Ein verurteilter Frauenmörder ist nach einem begleiteten Haftausgang untergetaucht. Benjamin Fricke (42) nutzte die Gelegenheit, um sich nach einem Besuch bei seiner Mutter mit seinem Motorrad abzusetzen. Die Behörden fahnden nun intensiv nach dem flüchtigen Straftäter.
Die Chronologie der Flucht
Am Nachmittag des 17. Juni 2026 verließ Fricke in Begleitung eines Vollzugsbeamten die Justizvollzugsanstalt. Ziel war ein Besuch bei seiner Mutter in der Nähe von Hannover. Gegen 15:30 Uhr verließ er das Haus der Mutter, bestieg sein Motorrad und fuhr davon – ohne dass der Beamte eingreifen konnte. Seitdem fehlt jede Spur von ihm.
Wer ist Benjamin Fricke?
Der 42-Jährige wurde wegen Mordes an einer Frau zu lebenslanger Haft verurteilt. Er gilt als unberechenbar und gewalttätig. Die Tat geschah im Jahr 2019, als er seine damalige Partnerin tötete. Das Gericht stellte eine besondere Schwere der Schuld fest.
Wie konnte die Flucht gelingen?
Die genauen Umstände sind noch unklar. Der begleitete Haftausgang war offenbar genehmigt worden, da Fricke als nicht fluchtgefährdet eingestuft wurde. Doch die Einschätzung erwies sich als fataler Fehler.
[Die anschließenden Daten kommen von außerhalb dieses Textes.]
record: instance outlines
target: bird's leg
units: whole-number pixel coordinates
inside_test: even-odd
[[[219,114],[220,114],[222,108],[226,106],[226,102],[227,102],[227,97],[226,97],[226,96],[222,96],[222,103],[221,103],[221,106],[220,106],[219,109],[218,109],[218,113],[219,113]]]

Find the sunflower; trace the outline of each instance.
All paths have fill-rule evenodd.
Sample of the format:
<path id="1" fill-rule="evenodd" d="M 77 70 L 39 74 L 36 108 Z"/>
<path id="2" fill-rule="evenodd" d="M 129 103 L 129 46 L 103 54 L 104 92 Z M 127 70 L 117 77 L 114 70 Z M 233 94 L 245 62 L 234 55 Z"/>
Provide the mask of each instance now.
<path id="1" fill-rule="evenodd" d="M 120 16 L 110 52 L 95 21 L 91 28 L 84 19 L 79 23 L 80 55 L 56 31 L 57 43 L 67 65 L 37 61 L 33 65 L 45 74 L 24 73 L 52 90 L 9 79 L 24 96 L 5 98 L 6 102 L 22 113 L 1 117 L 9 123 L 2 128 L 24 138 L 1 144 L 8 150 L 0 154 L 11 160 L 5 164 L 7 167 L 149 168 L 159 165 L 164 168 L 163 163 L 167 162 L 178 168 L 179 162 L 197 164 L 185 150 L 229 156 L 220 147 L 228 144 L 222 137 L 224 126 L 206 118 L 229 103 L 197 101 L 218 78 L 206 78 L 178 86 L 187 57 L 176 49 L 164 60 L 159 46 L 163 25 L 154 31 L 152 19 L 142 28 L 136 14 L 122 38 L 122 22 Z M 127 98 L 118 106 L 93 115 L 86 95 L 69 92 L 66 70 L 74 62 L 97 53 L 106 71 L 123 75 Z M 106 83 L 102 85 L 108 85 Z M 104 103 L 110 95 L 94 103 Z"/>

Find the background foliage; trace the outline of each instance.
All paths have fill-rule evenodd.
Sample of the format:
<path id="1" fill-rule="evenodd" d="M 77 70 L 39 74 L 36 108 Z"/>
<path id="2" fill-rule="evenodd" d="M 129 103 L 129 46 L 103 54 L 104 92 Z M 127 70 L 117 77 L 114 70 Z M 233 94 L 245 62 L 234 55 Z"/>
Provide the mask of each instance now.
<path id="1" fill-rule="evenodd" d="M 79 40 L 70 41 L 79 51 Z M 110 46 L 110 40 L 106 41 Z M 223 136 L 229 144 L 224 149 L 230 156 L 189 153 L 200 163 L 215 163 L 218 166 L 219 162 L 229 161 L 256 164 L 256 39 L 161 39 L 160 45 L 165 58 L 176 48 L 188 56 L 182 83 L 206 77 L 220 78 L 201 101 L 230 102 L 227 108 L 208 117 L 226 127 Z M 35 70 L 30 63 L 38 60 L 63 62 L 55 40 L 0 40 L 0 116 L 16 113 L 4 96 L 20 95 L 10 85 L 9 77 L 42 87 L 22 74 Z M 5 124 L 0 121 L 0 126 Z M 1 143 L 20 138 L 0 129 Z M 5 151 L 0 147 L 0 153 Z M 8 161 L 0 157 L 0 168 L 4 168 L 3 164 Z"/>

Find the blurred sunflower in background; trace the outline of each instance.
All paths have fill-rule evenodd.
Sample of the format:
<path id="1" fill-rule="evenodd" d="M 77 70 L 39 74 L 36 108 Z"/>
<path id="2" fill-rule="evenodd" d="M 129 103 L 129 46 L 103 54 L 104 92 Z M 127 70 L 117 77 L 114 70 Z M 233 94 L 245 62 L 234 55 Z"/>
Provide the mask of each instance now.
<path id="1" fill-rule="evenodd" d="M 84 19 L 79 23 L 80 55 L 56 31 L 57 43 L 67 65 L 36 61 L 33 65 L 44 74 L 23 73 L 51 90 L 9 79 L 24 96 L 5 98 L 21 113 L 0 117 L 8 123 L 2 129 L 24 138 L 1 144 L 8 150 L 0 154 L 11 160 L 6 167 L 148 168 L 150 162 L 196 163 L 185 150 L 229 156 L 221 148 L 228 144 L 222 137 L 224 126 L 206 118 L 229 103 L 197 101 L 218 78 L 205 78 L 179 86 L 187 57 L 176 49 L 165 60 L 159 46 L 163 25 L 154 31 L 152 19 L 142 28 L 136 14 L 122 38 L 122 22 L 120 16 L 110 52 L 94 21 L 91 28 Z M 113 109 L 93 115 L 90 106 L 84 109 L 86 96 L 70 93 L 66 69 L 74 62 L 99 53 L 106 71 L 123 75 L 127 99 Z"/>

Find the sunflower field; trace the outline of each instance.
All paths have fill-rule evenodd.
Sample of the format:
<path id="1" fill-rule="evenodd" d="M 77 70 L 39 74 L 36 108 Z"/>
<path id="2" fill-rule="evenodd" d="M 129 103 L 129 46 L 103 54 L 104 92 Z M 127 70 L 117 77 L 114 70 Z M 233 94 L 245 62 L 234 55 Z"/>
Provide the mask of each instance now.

Der Beamte gab an, dass Fricke plötzlich auf sein Motorrad sprang und davonraste – eine Reaktion sei nicht möglich gewesen.
Fahndung läuft auf Hochtouren
Das Landeskriminalamt Niedersachsen hat eine Großfahndung eingeleitet. Es wird vermutet, dass Fricke sich in Richtung Osten abgesetzt hat. Die Polizei bittet die Bevölkerung um Mithilfe. Hinweise auf den Aufenthaltsort des Flüchtigen können unter der Telefonnummer 110 gemeldet werden.
Die Behörden stehen nun in der Kritik. Wie konnte ein verurteilter Mörder trotz seiner Vorgeschichte einen Haftausgang erhalten? Die Justizministerin kündigte eine Untersuchung des Vorfalls an. Der Fall wirft erneut Fragen zur Sicherheit von Haftlockerungen auf.